By Anjali Sharma
NEW YORK – According to local authorities and media reports on Monday over 200 protesters clashed with National Guard troops in downtown Los Angeles during the latest demonstrations against immigration raids that swept across California over the weekend.
Media observed National Guard soldiers, along with agents from Immigration and Customs Enforcement and the Department of Homeland Security, fired tear gas and smoke grenades to disperse the crowd.
Some protesters and journalists were hit during the confrontation, local officials said.
“We want to protest peacefully. However, the Trump administration just sent soldiers to fight against us. Is it necessary?” one protester said.
California Governor Gavin Newsom urged protesters to remain peaceful.
“California Don’t give Donald Trump what he wants. Speak up. Stay peaceful. Stay calm,” Newsom wrote in an online post.
“Do not use violence and respect the law enforcement officers that are trying their best to keep the peace.”
National guard troops sent by the Trump administration arrived in downtown Los Angeles on Sunday, footage broadcast by local news channel showed.
Elizabeth Goitein, senior director of the Liberty and National Security Program at the Brennan Center for Justice, an independent law and policy organization, told media that this is the first time since 1965 that a president has activated a state’s National Guard force without a request from that state’s governor.
The local TV channel footage showed the troops were deployed in the downtown area near City Hall, City of Paramount and Compton, where protesters have been clashed with federal agents and local policemen since Friday noon.
The clashes came after agents from Immigration and Customs Enforcement and other federal law enforcement agencies raided several locations in southern California from Friday, which sparked mass protests.
Washington vowed Saturday to continue the raids despite opposition from local communities and officials.
The weekend raids resulted in over 100 arrests, draw angry protesters who confronted agents with tear gas, flash-bang grenades and rocks.
US President Donald Trump took extraordinary action on Saturday has called up to 2,000 National Guard troops deployed to quell immigration protests in Los Angeles region, made rare use of federal powers and bypassing the authority of the state’s governor, Gavin Newsom.
The governor and Los Angeles Mayor Karen Bass were leading the opposition Sunday to Trump’s decision.
Newsom blasted the move in a fund-raising email sent out Sunday morning, according to media reports.
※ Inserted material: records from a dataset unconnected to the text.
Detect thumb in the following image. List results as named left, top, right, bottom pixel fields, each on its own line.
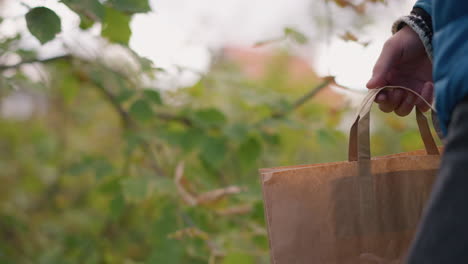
left=367, top=39, right=401, bottom=89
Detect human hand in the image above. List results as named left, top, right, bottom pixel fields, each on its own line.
left=367, top=26, right=433, bottom=116
left=360, top=253, right=401, bottom=264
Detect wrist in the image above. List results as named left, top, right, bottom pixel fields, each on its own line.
left=392, top=7, right=433, bottom=61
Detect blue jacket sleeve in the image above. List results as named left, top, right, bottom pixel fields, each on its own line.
left=414, top=0, right=432, bottom=15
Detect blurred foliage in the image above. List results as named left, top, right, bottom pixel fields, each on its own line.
left=0, top=0, right=433, bottom=263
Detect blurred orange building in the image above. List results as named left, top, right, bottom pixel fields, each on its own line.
left=220, top=46, right=349, bottom=110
“Last night, President Trump ordered the deployment of 2,000 National Guard troops in Los Angeles, using the excuse of protests against his immigration raids. The president is attempting to inflame passions and provoke a response,” Newsom wrote.
Newsom said Trump just wanted show of force, warning this move and the Pentagon’s threat to deploy United States Marines on American soil would escalate tensions and incite violence.
Bass echoed some of those thoughts in an interview, stated that she felt very disappointed that Trump chose to deploy the National Guard troops since it was totally unnecessary.
“There were protests last night in Los Angeles my understanding is that there were about 120 protesters. Several of them did commit acts of vandalism, but there was nothing that was happening in downtown Los Angeles that the Los Angeles Police Department could not manage to deal with, so to me, this is completely unnecessary,” she added quoted in news media.